How Etleap uses AWS DMS to make data analytics pipelines easy and robust
This blog post was co-written with Archie Menzies from Etleap.
You can use AWS Database Migration Service (AWS DMS) as a robust and configurable solution for change data capture (CDC) from all major databases into AWS. In this post, we discuss how Etleap integrates AWS DMS into its AWS-native ETL/ELT solution, and the usability features that Etleap offers on top of AWS DMS such as proactive source validation, destination schema management, and error handling and notifications.
Etleap is an AWS Advanced Technology Partner with the AWS Data & Analytics Competency and Amazon Redshift Service Ready designation. In this post, we show how to configure data pipelines in Etleap, using AWS DMS to capture database changes from source databases, and easily monitor and maintain these pipelines with Etleap.
AWS DMS is a cloud service that simplifies the migration of relational databases, data warehouses, NoSQL databases, and other types of data stores. You can use AWS DMS to migrate your data into the AWS Cloud or between combinations of cloud and on-premises setups.
With AWS DMS, you can perform one-time migrations, and you can replicate ongoing changes to keep sources and targets in sync.
The following diagram illustrates the AWS DMS replication process.
Etleap is a fully-managed extract, transform, and load (ETL) solution built on AWS that doesn’t require extensive engineering work to set up, maintain, and scale. It reduces ETL setup time from months to days, automates most maintenance work, and provides transparency and full control over data pipelines.
Etleap runs either as a hosted software as a service (SaaS) solution or inside your virtual private cloud (VPC).
Etleap provides both a no-code UI and an API solution for ingesting data from any data source to targets such as Amazon Redshift, Snowflake, and Amazon Simple Storage Service (Amazon S3) with AWS Glue. Etleap supports ingesting from all major database sources via SQL queries, and it uses AWS DMS to capture changed data when access to database transaction logs is available.
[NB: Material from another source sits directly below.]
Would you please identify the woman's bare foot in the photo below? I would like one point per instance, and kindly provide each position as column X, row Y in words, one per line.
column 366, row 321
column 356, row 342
AWS DMS is a great solution for capturing data from databases and loading it to analytics destinations, and it even provides a set of transformation rules to manipulate the data. However, this transformation rule set requires a certain level of engineering experience to use. Etleap builds on this by offering a comprehensive set of transformations that can be used without an engineering background.
Etleap integrates with AWS DMS to capture newly inserted, updated, and deleted rows from database source tables as well as changes to the tables’ schemas. Etleap’s wrangler then allows you to specify powerful and expressive transformations without needing to write a single line of code. These transformations are then applied before loading into the data warehouse or data lake. All data captured by AWS DMS is stored in Amazon S3 for the duration of the pipeline’s lifetime so the changes can be replayed and transformed in other ways without needing to fetch the data again from the source.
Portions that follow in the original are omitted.